Sin embargo, lo que parecía no estar pasando dentro de los límites de la institucionalidad del arte sí ocurría extramuros. Carmen recuerda que a inicios de los noventa Elicura Chihuailaf convocó a varios estudiantes mapuche de la carrera, entre las que estaban su prima Adriana Chihuailaf, Teresa Chicagual y la propia Carmen y «armó este grupo de gente mapuche en el arte». La idea era realizar un proyecto cuyas características Carmen olvidó y que por distintas circunstancias no se concretó. Aquel grupo se terminó disolviendo, pero luego Elicura habría formado otro del que participaron Eduardo Rapiman y Doris Huenchullan, según ella recuerda. Posteriormente, en algún punto difuso de la década del noventa, Carmen y otros fueron convocados con sus trabajos para una exposición de arte mapuche que se realizó en Santiago, en la Biblioteca Nacional. En la gestión de esa exposición participaron Chihuailaf y José Ancan.

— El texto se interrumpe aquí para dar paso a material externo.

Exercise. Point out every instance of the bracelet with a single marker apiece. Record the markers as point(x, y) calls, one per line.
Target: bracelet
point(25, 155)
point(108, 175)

— Cuando yo trabajé con Elicura, yo no había participado tanto con gente mapuche. Había sido militante y pasé un tiempo tratando de sacarme la militancia de encima. Y en ese sentido, cuando hablamos de discriminación, me acuerdo que en la Católica había gente de los cabros mapuche que me discriminaron. Entonces igual eso fue fuerte y por lo tanto yo no quise participar más ahí. Me acuerdo que había uno que me decía que era champurria y yo nunca dije nada, porque mi mamá es mapuche, mi papá igual. Y me mantuve como al margen. Después, cuando ya no estaba estudiando, conocí a la gente del We Kintun [agrupación de estudiantes mapuche de la Ufro] y ahí como que me empecé a acercar más, pero por fuera, en actividades que hacían. Yo creo que fue el momento igual. Todos leseaban con lo del mapuchómetro, pero sí, hubo un tiempo en que muchos como que lo establecían.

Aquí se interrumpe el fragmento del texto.